The coal mining companies in Ohio have always gone above and beyond in their efforts to achieve exceptional reclamation. They have received many awards for that reclamation. The vegetative cover consists of a wide variety of grasses and legumes when the proposed land use is either pasture or grazing land and when the proposed land use consists of trees for forest land, wildlife or undeveloped, the coal mining company plants the trees that will grow the best in the soils where they are being planted.

The companies have always been at the forefront in applying new techniques to their reclamation practices, whether they are creating the endangered Indiana Bat habitat by planting trees to provide flight and feeding corridors or constructing streams according to natural stream channel design techniques, such as, meandering channels, step pools, riffles, etc... Trees and shrubs are planted along those channels that are best suited to the stream type being constructed. These companies either have on staff or hire consultants to provide the engineers, surveyors, geologists, hydrologists, hydrogeologists, biologists, archeologists to do what is necessary to do the permitting, mining and reclamation of the areas being mined.

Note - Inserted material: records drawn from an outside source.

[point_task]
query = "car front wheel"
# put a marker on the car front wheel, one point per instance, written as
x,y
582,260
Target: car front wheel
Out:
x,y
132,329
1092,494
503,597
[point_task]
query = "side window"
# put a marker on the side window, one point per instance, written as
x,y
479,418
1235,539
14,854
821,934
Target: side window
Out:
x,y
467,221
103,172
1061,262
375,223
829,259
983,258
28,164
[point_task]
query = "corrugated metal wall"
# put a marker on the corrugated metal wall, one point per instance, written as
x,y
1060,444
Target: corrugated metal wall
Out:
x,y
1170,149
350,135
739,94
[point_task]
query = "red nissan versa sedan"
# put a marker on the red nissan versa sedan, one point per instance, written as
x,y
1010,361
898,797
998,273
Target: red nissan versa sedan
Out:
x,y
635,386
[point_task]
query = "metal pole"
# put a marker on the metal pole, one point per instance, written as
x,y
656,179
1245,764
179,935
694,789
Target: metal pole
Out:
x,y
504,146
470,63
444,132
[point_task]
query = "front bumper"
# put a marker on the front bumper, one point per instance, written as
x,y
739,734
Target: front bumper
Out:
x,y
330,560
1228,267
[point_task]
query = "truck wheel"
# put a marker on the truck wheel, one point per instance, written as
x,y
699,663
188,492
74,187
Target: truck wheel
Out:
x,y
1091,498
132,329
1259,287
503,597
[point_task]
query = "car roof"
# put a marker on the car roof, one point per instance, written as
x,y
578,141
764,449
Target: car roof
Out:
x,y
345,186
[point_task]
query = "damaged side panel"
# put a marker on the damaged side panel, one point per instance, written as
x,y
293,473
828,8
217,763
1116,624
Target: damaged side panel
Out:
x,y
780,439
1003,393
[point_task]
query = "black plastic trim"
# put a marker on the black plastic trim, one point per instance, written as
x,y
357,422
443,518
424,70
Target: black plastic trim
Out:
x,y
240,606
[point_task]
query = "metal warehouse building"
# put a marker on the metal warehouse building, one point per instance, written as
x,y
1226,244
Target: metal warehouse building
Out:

One of the things that many of the companies are doing is the remining of many of the previously mined and unreclaimed areas from the past. Those companies are providing a great service to the environment by eliminating the problems that were created as a result of past mining practices. Those companies do not feel that they have been given the credit that they should have gotten for the benefit to the environment that the remining has achieved. Those areas are reclaimed with all of the costs being absorbed by the companies so that they can mine some additional coal, while eliminating acid water runoff and the highwalls that were previously left. This is all done while utilizing the same reclamation techniques and requirements that apply to the virgin areas. This is done without using any of the Abandoned Mine Land (AML) Funds that are used for projects that are put out to bid. Those are the funds that are created from the severance tax that is paid by the coal companies for the purpose of reclaiming the previously mined sites that were left unreclaimed in the past.